The town's Minister, Arthur Dimmesdale, along with the Governor, are unable to extract her lover's identity, but throw a mercy upon her by instead sentencing her to wear a scarlet letter "A" (for Adulteress) on her shirt indefinitely. Hester, half-ashamed, half-indignant, perhaps even proud, sufferers through a three hour public humiliation stand on the town square's scaffold, but for the rest of the story, will struggle to reclaim her identity and life. 

​This is my second reading of
The Scarlet Letter. I love the work's exploration of the individual's place in society, the topics of personal freedom, passion, religion, hypocrisy, and forgiveness. Hawthorne's directness and moral perspective hits me hard. He doesn't beat around the bush, and ratchets up the stakes for the main characters with the construction of a dramatic plot. 
​
A MORAL LANDSCAPE
At first read, The Scarlet Letter had an autumnal feeling to it. It's set in Puritan New England, features buttoned-up characters in "sad-colored garments," iron prison doors, dark, dusty, churches, and rough scaffolds. And yet on this second read, I saw everywhere how Hawthorne stresses symbols of spring and summer. The blooming rose bush beside the prison, the green, sunlit forest surrounding the town that Hester and Pearl live in, a summer-night comet whose light embraces Hester, Pearl, and Dimmesdale.

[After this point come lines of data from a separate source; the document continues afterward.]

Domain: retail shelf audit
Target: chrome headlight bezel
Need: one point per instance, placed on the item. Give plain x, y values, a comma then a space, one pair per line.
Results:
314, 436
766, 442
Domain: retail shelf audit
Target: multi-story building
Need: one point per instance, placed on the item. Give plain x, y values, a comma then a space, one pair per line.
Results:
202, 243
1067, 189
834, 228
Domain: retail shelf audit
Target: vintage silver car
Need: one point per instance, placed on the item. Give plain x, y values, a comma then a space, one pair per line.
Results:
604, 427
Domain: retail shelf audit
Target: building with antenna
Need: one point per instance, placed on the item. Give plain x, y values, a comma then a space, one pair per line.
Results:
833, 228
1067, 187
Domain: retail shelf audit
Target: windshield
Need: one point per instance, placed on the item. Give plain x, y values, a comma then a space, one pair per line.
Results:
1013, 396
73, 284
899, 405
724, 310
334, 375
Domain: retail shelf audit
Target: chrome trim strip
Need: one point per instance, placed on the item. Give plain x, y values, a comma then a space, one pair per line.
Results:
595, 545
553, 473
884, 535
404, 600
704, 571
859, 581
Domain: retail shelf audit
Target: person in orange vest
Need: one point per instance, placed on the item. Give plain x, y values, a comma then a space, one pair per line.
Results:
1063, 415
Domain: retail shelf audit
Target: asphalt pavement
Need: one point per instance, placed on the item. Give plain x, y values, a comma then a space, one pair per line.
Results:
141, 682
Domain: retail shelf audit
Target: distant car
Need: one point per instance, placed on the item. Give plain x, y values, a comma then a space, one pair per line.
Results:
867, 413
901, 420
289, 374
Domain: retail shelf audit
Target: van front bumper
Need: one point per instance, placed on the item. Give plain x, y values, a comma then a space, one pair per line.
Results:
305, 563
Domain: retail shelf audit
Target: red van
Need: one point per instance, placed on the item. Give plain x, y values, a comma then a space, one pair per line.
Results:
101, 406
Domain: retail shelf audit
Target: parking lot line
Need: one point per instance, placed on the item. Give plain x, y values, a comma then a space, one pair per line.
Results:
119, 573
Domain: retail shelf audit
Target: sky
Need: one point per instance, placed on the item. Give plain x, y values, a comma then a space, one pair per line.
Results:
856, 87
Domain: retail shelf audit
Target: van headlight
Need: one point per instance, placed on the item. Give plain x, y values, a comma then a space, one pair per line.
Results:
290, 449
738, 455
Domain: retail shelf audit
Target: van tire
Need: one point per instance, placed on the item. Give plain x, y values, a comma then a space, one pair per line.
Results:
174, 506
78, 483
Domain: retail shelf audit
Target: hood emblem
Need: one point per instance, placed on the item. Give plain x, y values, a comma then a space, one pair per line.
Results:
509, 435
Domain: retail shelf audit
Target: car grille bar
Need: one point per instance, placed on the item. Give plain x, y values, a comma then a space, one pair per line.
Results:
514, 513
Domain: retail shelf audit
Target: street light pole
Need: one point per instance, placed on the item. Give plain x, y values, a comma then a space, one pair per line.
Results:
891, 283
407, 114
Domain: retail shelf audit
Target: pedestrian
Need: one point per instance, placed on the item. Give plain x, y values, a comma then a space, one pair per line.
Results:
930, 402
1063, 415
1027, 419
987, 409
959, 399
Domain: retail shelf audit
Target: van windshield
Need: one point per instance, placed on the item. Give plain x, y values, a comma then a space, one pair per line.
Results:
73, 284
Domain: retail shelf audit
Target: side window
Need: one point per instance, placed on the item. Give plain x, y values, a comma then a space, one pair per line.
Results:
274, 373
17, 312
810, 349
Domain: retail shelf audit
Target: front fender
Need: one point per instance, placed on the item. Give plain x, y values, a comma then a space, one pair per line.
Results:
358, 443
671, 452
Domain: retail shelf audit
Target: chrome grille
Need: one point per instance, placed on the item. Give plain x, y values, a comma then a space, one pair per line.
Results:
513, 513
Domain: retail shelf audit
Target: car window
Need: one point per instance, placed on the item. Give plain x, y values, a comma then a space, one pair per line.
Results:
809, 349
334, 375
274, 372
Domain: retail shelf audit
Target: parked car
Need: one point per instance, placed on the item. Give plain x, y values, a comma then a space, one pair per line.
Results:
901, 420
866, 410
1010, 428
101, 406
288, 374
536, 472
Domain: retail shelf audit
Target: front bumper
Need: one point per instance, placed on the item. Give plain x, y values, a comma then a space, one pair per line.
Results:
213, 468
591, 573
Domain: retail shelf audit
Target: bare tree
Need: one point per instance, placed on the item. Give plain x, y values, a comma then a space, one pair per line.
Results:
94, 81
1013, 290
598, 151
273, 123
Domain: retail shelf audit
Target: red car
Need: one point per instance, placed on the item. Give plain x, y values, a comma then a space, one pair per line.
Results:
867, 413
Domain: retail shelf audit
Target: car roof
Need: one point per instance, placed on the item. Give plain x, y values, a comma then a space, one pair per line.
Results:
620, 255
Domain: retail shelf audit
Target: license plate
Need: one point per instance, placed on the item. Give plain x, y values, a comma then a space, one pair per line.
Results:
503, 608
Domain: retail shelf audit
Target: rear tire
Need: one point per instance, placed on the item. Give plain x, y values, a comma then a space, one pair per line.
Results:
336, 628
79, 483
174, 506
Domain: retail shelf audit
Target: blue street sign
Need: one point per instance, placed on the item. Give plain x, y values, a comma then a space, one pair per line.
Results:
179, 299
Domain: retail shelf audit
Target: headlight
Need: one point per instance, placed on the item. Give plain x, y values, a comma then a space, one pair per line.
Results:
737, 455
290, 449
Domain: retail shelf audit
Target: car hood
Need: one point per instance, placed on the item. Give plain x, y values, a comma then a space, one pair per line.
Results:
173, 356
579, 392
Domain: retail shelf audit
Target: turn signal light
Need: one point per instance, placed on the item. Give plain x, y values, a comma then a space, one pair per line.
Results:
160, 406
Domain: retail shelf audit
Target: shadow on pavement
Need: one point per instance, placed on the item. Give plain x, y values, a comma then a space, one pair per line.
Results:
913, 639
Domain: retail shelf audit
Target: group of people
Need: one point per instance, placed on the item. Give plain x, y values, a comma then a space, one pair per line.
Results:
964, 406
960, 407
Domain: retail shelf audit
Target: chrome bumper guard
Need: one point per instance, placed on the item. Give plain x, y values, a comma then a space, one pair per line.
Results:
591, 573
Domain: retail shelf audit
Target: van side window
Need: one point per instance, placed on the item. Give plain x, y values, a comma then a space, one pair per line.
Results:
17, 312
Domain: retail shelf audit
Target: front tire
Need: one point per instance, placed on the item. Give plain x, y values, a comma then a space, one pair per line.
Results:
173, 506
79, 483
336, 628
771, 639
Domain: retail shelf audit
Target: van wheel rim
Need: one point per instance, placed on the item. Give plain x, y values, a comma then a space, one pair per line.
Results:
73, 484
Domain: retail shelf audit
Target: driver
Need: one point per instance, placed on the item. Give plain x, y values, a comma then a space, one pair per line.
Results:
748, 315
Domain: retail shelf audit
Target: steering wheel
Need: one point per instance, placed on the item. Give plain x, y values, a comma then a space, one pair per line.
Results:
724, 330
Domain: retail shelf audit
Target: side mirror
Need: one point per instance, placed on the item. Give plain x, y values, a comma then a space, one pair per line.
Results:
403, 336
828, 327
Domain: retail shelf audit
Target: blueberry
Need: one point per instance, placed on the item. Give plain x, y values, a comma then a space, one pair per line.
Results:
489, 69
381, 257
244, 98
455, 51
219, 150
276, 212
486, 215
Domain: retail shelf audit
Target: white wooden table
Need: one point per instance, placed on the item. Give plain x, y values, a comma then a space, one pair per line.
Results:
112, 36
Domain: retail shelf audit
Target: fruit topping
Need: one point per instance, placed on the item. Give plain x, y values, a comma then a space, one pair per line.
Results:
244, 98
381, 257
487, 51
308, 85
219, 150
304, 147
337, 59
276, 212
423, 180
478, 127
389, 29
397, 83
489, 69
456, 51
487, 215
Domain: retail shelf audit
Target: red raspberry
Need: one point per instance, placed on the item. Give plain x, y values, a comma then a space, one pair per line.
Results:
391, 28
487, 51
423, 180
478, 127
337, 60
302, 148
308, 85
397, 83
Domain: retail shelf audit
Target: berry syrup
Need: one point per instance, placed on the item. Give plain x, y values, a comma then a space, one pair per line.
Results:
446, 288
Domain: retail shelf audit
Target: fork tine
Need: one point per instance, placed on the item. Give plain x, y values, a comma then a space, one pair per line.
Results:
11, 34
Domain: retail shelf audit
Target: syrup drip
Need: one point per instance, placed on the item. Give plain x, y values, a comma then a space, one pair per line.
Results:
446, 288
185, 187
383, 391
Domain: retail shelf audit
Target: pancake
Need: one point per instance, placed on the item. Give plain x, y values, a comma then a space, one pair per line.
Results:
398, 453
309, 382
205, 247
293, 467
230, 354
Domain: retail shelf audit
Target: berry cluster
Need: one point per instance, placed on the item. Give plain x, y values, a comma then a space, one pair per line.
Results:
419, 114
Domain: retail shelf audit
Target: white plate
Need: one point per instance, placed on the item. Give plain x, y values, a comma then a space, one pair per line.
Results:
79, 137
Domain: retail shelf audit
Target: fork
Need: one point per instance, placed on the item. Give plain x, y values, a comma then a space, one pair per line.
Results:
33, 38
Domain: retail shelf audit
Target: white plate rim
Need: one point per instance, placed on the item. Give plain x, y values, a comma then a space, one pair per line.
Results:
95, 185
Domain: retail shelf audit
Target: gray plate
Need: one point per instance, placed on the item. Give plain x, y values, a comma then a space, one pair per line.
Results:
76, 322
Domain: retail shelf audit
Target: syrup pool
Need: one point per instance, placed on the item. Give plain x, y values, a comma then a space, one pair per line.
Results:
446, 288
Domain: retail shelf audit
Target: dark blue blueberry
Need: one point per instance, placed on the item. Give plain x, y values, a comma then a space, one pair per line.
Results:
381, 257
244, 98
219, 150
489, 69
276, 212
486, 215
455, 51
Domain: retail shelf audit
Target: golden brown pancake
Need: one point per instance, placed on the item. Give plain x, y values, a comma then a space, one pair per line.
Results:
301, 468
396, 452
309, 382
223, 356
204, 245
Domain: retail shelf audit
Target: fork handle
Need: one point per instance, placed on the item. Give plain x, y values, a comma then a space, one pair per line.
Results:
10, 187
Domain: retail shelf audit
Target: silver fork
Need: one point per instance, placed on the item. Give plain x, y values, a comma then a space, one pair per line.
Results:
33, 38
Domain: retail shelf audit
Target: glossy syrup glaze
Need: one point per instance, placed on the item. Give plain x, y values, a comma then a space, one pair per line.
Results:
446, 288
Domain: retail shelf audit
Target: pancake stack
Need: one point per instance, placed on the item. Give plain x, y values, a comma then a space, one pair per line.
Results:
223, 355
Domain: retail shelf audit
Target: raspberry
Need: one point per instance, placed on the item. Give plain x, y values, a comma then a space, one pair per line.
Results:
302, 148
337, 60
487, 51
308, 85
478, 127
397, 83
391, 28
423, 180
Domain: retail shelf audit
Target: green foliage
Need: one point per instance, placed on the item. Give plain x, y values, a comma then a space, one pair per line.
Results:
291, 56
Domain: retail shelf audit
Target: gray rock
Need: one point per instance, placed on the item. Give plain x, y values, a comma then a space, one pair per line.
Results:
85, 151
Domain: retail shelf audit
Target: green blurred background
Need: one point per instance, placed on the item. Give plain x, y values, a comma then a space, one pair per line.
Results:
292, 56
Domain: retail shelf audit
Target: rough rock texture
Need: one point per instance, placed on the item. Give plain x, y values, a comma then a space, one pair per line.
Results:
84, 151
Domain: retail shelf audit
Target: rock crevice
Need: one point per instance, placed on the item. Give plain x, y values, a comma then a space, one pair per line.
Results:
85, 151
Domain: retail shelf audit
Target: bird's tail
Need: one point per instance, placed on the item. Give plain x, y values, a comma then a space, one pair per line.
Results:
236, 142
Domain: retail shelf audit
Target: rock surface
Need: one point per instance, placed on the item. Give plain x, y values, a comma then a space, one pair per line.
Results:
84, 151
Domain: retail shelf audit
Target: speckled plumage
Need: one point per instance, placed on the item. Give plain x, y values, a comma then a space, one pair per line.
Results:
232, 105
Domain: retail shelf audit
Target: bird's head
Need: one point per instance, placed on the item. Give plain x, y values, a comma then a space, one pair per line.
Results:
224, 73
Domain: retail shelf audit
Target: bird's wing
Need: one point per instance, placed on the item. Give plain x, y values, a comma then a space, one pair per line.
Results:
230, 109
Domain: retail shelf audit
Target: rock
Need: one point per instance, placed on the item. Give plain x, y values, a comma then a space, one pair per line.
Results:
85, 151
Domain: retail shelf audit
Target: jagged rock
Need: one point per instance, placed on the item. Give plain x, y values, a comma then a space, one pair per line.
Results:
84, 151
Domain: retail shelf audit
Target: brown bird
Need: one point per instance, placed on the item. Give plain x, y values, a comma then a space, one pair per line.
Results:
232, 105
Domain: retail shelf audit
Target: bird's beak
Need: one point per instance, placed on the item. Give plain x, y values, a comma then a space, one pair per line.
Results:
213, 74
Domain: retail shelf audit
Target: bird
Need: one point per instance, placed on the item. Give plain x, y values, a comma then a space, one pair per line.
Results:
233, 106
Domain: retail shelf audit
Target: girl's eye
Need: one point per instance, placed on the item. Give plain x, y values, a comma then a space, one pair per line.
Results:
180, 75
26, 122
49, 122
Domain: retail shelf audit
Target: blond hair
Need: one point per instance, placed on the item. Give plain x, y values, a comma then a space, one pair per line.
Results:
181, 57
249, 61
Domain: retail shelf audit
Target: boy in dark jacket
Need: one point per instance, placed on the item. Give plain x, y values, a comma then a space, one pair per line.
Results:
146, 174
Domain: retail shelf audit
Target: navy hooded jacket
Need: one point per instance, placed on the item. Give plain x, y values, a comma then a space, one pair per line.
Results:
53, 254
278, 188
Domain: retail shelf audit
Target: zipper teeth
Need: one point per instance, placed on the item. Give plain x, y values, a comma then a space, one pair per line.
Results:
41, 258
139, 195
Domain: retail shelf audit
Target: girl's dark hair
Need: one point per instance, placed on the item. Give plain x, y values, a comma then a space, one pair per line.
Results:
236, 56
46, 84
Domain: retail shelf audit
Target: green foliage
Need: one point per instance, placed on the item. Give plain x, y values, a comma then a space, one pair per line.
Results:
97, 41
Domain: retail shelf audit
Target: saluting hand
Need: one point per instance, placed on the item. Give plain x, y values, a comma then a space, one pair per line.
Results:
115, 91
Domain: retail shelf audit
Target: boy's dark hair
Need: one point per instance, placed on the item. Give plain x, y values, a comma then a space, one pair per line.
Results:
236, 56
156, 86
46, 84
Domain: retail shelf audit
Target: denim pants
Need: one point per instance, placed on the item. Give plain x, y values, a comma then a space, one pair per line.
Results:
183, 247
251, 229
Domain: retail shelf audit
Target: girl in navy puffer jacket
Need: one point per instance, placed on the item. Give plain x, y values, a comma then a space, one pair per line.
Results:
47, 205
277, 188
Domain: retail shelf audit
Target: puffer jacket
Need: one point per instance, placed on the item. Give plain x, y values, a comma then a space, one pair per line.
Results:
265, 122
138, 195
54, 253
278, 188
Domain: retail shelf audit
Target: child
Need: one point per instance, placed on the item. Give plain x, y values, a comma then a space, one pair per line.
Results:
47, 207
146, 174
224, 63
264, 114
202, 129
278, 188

This characterization of a cold, ugly, lifeless community with a warm, open, and alive natural world is used by Hawthorne to great effect to orient us to his moral perspective. ​This is in my opinion Hawthorne's most effective means of communicating his views — not an omniscient, self-referential narrator telling his views to the reader, nor exposition loaded with praise or criticism. Hawthorne's exploration of morality (sin, guilt, sex, judgment, forgiveness) is most interesting I think by how he imbues it into the fabric of the physical environments. He shows, in the background and foreground of the world itself. {JG} 
​
FAVORITE QUOTES
{ 10 } "[Hester] assured them, too of her own firm belief, that, at some brighter period, when the world should have grown ripe for it, in Heaven's own time, a new truth would be revealed, in order to establish the whole relation between man and woman on a surer ground of mutual happiness." (245)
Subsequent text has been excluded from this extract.